Hal keempat adalah mencari menu buka puasa gratisan. Dan memelihara kekaguman tentang berapa total banyak rupiah yang dikeluarkan untuk membiayai persoalan gratisan ini. Takjil, makanan berat, belum lagi kalau lauknya adalah daging sapi yang harga sekilonya di pasar saja mencapai seratus sepuluh ribu (sekarang naik enggak sih?), ditambah kalau jumlah jamaahnya mencapai ratusan seperti di Masjid Jogokariyan daerah Krapyak. Kemarin-kemarin saya sempat ke sana bersama salah satu teman antro menjelang adzan maghrib untuk ikut menyantap menu buka gratisan. Dari jalan depan pelataran masjid saja, orang-orang sudah berbondong-bondong menggelar tikar dan menyanding piring serta gelas berisi, belum lagi yang berada di dalam masjid, di depan halaman masjid, dan di depan rumah-rumah warga sekitar masjid. Saya nggak bisa membayangkan ada berapa banyak kebaikan yang menyalur dari satu orang ke satu orang yang lain lewat piring dan gelas-gelas. Apalagi saat itu ketika saya menengok lauknya, adalah ayam broooooo yang disandingkan, dan lumayan banyak untuk ukuran menu buka puasa. Piring-piring serta gelas-gelas itu juga terus berdatangan seiring diambil satu per satu oleh orang-orang di sana. Masya Allah! Ada berapa ayam yang dipotong ya? Siapa yang nanti mencuci piring gelas bekas kami makan? Tuhan, tolong lingkupi masjid itu dan orang-orang di dalamnya dengan kebaikan selalu. Baik banget mau bantu perut saya kenyang dengan modal nol rupiah alias gretong. Mahasiswa memang hidupnya enak terus!

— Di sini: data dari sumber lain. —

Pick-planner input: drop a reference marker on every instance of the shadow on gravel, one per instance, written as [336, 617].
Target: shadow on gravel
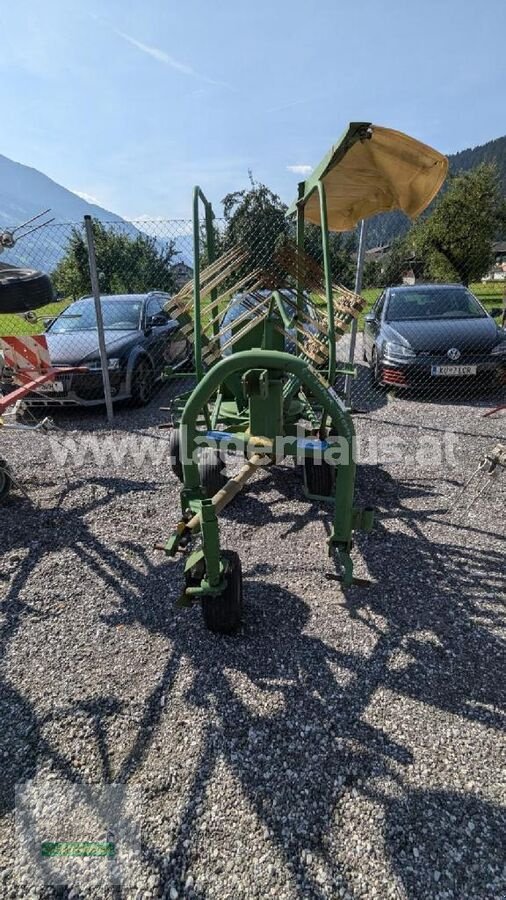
[443, 843]
[34, 532]
[286, 710]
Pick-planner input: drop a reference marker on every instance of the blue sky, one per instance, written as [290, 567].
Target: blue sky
[134, 102]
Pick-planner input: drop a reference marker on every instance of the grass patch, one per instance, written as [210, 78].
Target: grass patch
[12, 324]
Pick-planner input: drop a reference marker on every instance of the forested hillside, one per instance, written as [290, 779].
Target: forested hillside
[381, 229]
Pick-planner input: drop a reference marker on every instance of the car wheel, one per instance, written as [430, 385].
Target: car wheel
[23, 289]
[376, 370]
[143, 383]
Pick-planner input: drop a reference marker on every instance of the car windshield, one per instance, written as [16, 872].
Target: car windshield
[118, 315]
[432, 303]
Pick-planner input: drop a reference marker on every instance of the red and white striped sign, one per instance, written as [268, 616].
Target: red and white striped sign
[26, 355]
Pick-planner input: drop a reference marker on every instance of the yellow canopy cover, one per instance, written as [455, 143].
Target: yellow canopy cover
[388, 170]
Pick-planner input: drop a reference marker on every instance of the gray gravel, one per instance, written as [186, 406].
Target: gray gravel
[343, 745]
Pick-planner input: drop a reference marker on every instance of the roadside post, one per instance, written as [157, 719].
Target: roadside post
[95, 287]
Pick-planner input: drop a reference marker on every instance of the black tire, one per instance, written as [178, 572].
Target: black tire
[175, 453]
[223, 613]
[320, 479]
[23, 289]
[5, 479]
[211, 474]
[143, 383]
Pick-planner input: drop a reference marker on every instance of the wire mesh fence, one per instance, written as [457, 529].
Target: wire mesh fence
[413, 340]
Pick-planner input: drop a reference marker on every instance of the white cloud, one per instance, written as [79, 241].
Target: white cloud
[88, 197]
[159, 55]
[300, 169]
[168, 60]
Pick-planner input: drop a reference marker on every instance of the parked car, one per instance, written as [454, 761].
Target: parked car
[141, 340]
[427, 333]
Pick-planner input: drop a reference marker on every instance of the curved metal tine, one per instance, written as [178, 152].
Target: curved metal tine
[244, 330]
[245, 315]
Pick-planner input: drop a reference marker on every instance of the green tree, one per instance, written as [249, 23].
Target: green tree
[126, 264]
[342, 247]
[455, 241]
[256, 219]
[395, 264]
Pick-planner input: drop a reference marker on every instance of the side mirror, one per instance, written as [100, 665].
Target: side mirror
[156, 321]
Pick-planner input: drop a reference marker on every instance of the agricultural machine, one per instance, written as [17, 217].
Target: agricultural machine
[265, 376]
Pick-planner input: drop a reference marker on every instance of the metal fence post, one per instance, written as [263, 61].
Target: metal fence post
[95, 287]
[354, 324]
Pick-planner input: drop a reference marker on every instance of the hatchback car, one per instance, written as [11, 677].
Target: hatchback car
[141, 340]
[427, 333]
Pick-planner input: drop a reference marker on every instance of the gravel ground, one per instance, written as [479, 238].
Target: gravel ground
[345, 744]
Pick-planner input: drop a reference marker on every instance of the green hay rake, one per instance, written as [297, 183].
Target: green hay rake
[265, 381]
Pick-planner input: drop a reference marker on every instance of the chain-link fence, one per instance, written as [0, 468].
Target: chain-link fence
[429, 344]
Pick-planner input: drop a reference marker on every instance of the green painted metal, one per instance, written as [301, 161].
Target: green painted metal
[356, 131]
[199, 197]
[331, 334]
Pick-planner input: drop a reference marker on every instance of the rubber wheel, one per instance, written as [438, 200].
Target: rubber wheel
[23, 289]
[175, 453]
[142, 383]
[5, 479]
[223, 613]
[211, 474]
[320, 479]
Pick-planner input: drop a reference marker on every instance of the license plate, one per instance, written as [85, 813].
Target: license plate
[453, 370]
[52, 387]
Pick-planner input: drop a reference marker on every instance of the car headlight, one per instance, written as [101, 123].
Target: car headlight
[94, 365]
[399, 350]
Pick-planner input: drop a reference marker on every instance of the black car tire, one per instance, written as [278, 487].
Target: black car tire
[143, 382]
[5, 479]
[23, 289]
[223, 613]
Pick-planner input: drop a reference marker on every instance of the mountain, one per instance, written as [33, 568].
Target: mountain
[25, 192]
[383, 228]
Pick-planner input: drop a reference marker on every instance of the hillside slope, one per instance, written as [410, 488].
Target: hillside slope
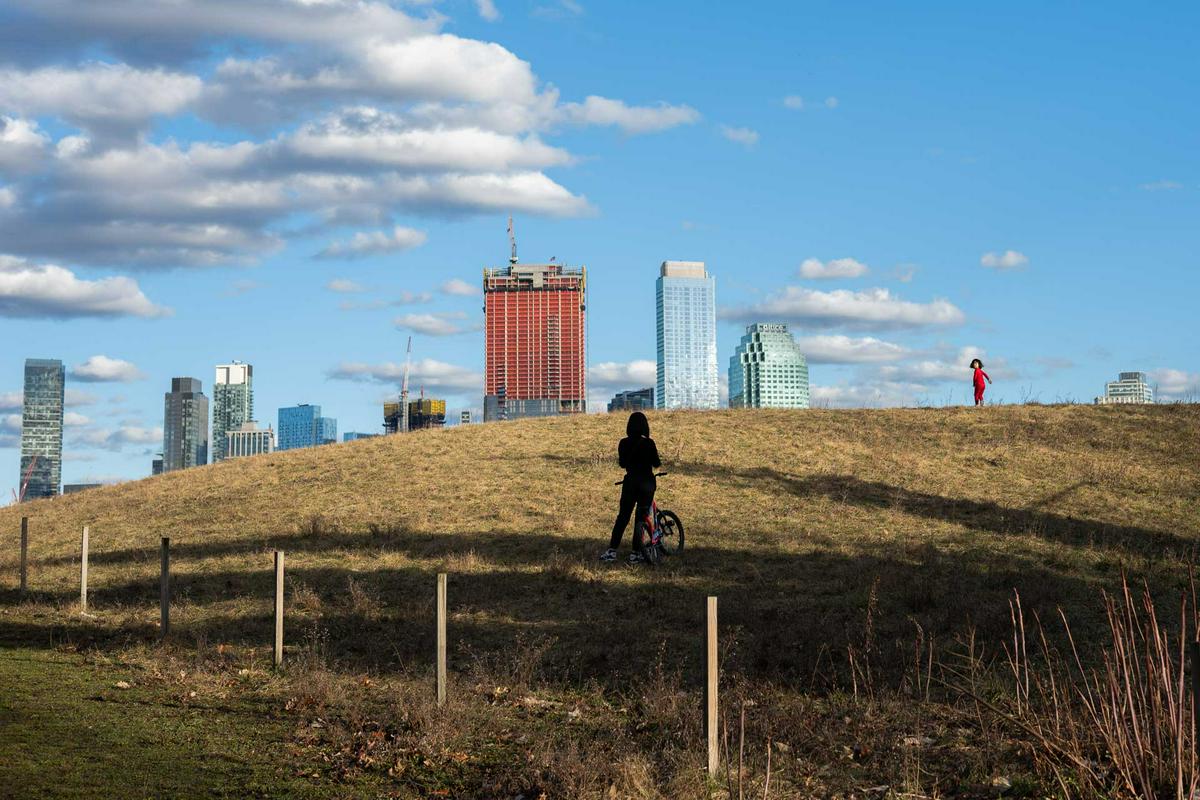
[931, 515]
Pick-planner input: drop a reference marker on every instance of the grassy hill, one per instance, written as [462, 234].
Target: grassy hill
[840, 545]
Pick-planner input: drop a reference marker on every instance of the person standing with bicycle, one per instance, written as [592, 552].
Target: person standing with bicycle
[640, 457]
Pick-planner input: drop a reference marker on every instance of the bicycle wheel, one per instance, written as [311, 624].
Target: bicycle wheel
[672, 531]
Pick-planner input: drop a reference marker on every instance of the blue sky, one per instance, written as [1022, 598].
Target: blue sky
[301, 186]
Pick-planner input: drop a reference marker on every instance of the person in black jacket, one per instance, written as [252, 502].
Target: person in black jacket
[640, 457]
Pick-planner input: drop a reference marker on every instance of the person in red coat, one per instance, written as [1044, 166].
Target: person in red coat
[979, 376]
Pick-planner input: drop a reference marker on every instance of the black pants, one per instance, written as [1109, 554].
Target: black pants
[634, 493]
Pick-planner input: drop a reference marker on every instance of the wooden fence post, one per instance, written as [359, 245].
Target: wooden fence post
[165, 589]
[711, 687]
[1194, 657]
[83, 572]
[277, 649]
[442, 638]
[24, 553]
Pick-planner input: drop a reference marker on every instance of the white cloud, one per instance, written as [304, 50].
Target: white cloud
[868, 310]
[345, 286]
[838, 268]
[435, 324]
[105, 97]
[1162, 186]
[117, 439]
[1009, 259]
[22, 145]
[100, 368]
[745, 137]
[948, 367]
[75, 420]
[1175, 385]
[437, 376]
[845, 349]
[623, 374]
[55, 293]
[459, 287]
[487, 10]
[376, 242]
[871, 394]
[630, 119]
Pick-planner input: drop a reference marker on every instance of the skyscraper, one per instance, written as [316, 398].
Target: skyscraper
[687, 332]
[41, 428]
[249, 440]
[303, 426]
[1128, 388]
[185, 425]
[233, 403]
[535, 324]
[768, 370]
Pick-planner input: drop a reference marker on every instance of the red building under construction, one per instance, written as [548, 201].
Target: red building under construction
[535, 324]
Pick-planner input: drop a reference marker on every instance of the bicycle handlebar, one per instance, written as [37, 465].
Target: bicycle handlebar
[655, 475]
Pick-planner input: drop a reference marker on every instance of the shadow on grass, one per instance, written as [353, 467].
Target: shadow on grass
[785, 618]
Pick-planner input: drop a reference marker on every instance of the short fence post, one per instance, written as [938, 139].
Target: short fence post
[165, 589]
[277, 649]
[24, 553]
[442, 638]
[83, 571]
[711, 689]
[1194, 657]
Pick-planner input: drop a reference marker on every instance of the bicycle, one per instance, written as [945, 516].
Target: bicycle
[665, 531]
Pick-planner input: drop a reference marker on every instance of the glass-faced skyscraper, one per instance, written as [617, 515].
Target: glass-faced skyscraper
[185, 425]
[687, 331]
[233, 403]
[303, 426]
[768, 370]
[41, 428]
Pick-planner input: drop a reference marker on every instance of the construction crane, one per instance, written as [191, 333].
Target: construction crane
[513, 242]
[403, 389]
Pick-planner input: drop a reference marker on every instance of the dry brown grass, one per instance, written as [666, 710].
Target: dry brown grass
[846, 547]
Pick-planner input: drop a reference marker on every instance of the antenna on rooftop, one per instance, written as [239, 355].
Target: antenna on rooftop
[403, 389]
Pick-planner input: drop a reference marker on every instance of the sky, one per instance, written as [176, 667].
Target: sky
[304, 184]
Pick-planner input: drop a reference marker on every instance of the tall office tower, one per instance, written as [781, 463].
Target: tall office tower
[303, 426]
[233, 403]
[185, 426]
[635, 400]
[768, 370]
[41, 428]
[535, 325]
[1128, 388]
[249, 440]
[687, 329]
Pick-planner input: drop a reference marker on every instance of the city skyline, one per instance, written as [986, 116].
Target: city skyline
[893, 193]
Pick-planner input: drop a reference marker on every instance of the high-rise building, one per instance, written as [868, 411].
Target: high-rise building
[41, 428]
[303, 426]
[768, 370]
[535, 349]
[426, 413]
[185, 425]
[636, 400]
[1128, 388]
[249, 440]
[687, 334]
[233, 403]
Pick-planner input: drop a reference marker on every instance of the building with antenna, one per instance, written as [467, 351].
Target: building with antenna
[534, 332]
[233, 403]
[41, 429]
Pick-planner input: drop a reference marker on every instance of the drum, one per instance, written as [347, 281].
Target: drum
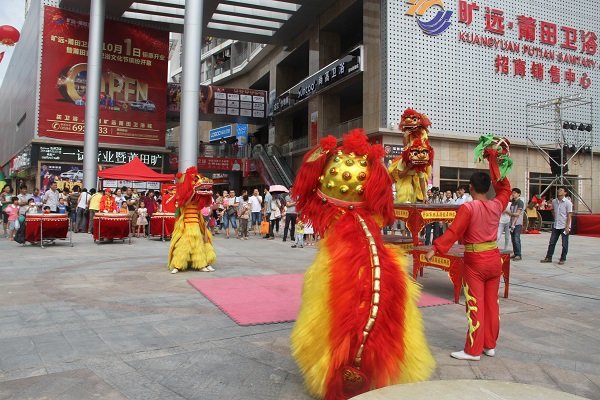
[44, 227]
[111, 226]
[162, 224]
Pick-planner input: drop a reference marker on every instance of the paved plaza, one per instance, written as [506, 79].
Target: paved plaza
[108, 321]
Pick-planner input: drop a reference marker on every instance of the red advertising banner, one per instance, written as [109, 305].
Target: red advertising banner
[133, 88]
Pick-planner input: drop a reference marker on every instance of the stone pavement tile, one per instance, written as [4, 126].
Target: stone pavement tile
[135, 386]
[492, 368]
[54, 347]
[131, 338]
[591, 368]
[86, 342]
[524, 372]
[70, 385]
[12, 374]
[208, 375]
[89, 313]
[571, 381]
[18, 353]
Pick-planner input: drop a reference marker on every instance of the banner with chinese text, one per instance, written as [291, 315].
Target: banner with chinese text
[133, 88]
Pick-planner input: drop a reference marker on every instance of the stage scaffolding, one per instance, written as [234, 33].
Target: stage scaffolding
[561, 130]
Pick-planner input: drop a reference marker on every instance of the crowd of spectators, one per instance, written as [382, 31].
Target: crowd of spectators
[79, 204]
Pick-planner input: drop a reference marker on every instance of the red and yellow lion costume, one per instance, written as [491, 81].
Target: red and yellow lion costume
[412, 169]
[359, 327]
[191, 242]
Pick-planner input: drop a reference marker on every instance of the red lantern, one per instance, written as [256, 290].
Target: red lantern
[9, 35]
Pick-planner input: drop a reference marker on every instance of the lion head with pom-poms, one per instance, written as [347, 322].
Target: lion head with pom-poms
[350, 178]
[412, 120]
[193, 186]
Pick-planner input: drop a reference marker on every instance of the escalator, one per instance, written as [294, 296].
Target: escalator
[271, 166]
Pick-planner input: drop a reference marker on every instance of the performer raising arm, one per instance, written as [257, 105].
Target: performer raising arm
[476, 223]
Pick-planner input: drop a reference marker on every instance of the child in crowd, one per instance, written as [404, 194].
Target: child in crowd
[309, 232]
[244, 210]
[299, 235]
[31, 207]
[142, 220]
[62, 206]
[12, 210]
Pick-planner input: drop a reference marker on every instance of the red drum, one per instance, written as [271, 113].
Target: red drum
[162, 224]
[111, 226]
[40, 227]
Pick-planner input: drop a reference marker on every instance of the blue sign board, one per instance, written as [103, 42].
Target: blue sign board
[220, 133]
[241, 133]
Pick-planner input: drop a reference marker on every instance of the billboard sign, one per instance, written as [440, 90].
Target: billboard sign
[334, 73]
[71, 154]
[220, 133]
[133, 87]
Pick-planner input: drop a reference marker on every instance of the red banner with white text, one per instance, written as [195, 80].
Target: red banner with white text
[133, 88]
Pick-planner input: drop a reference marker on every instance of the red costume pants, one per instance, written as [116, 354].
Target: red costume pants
[481, 280]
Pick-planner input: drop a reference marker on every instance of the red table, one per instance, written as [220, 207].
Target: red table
[47, 227]
[453, 263]
[162, 224]
[417, 215]
[111, 226]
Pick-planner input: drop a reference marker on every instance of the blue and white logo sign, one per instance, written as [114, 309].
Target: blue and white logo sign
[241, 133]
[440, 21]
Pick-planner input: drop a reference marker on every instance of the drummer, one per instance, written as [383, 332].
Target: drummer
[107, 202]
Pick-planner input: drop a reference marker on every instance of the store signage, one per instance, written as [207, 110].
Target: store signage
[105, 156]
[110, 183]
[133, 81]
[241, 133]
[217, 100]
[561, 54]
[346, 66]
[21, 161]
[210, 163]
[220, 133]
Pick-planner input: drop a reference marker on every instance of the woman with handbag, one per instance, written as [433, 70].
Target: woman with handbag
[230, 214]
[275, 217]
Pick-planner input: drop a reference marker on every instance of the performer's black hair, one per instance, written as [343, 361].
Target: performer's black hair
[481, 182]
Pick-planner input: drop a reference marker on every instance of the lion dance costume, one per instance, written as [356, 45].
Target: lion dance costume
[359, 327]
[476, 223]
[191, 242]
[412, 169]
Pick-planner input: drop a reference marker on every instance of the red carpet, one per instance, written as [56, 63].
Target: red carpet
[588, 224]
[269, 299]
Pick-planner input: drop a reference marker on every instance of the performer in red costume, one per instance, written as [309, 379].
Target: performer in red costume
[476, 223]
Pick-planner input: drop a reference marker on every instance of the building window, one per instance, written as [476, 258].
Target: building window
[451, 178]
[538, 182]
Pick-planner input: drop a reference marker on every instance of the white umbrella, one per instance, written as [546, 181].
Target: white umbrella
[274, 189]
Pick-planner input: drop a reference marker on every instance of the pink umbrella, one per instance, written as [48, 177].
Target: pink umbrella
[275, 189]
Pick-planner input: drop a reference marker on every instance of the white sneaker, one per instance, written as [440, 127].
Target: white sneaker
[461, 355]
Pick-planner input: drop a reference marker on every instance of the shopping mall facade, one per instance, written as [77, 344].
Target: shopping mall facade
[514, 69]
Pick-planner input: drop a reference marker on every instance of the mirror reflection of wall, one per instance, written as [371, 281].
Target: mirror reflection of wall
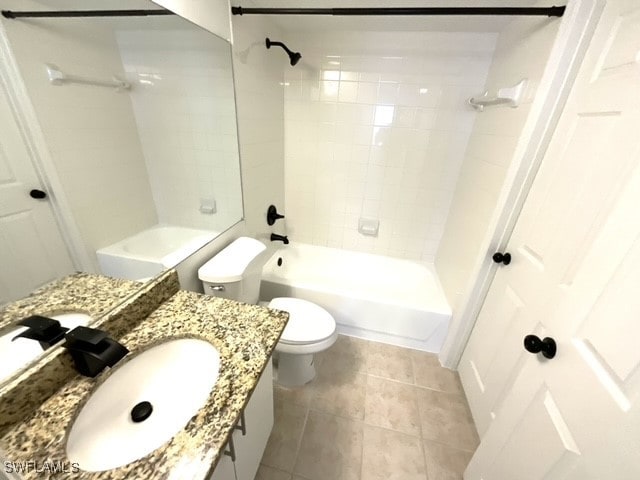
[147, 172]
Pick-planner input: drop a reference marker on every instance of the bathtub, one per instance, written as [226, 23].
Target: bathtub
[151, 251]
[378, 298]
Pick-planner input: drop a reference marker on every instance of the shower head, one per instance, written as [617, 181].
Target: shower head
[293, 56]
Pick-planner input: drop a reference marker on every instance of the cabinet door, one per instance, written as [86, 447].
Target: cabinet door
[225, 469]
[258, 418]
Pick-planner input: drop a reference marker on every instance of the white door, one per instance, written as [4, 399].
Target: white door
[573, 277]
[32, 251]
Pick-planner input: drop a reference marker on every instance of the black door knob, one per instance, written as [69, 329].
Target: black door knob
[504, 258]
[547, 345]
[273, 215]
[39, 194]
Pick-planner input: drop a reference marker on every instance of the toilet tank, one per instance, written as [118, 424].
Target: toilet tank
[235, 272]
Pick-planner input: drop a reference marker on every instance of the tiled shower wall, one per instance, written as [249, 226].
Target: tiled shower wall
[376, 126]
[90, 132]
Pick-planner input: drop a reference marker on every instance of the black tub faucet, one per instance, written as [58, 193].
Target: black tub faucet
[279, 238]
[92, 350]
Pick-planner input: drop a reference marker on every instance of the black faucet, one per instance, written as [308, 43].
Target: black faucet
[279, 238]
[44, 330]
[92, 350]
[273, 215]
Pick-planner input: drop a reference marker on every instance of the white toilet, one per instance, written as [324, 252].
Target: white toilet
[235, 273]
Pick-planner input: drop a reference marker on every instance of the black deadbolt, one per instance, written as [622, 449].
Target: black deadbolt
[141, 412]
[504, 258]
[547, 345]
[272, 215]
[39, 194]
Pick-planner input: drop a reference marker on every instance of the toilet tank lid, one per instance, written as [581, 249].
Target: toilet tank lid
[230, 263]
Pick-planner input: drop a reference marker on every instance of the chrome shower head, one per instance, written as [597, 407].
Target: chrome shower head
[294, 57]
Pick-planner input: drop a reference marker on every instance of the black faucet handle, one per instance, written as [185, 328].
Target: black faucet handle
[45, 330]
[273, 215]
[92, 350]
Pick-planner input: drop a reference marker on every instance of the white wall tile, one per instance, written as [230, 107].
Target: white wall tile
[364, 145]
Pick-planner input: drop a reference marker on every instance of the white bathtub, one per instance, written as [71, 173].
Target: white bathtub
[379, 298]
[151, 251]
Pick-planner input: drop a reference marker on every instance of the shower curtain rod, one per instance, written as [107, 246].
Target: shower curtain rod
[542, 11]
[84, 13]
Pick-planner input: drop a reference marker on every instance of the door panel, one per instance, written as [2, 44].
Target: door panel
[576, 271]
[32, 250]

Hal kelima, salah satu favorit saya; saya sudah mulai merajut! Senang! Meski baru belajar dan jemari saya masih canggung untuk menyentuh jarum dan benang secara bersamaan, seenggaknya saya betulan melakukan hal ini –merajut dan membuat sesuatu, seni kerajinan yang sebenarnya saya idam-idamkan dari bulan-bulan lalu tapi baru terealisasi di Ramadhan yang baik ini. Saya belajar merajut di Poyeng Shop di daerah Palagan dekat Monjali dan bertandang ke sana saat sore hari sampai jelang waktu berbuka.

Hal keenam adalah, saya akhirnya bisa menyaksikan beberapa pertunjukan musik oleh musisi lokalan, yang namanya jarang disebut-sebut di televisi dan mungkin teman-teman juga nggak pernah mendengar, tapi lagu-lagu mereka syahdu dan menenangkan, dekat dengan hidup sehari-hari tanpa sesuatu yang dilebih-lebihkan. Di antaranya adalah Mbak Lani dari Frau (alumniku di antro wkwk) dan Sekar Sari (seniman cantik Jogja yang sepertinya bisa ngapa-ngapain; main film, teater, menari, nyanyi) yang waktu itu manggung secara sukarela alias kami datang dengan tidak membayar apa-apa di Rumah Budaya Siliran dekat Alun-Alun Kidul, lalu tiba-tiba kaget karena ada Mas Danto dari Sisir Tanah juga yang kemudian diminta untuk menyanyi, berduet dengan Mbak Lani dan membawakan Lagu Bahagia, lagu yang beneran bikin saya bahagia. 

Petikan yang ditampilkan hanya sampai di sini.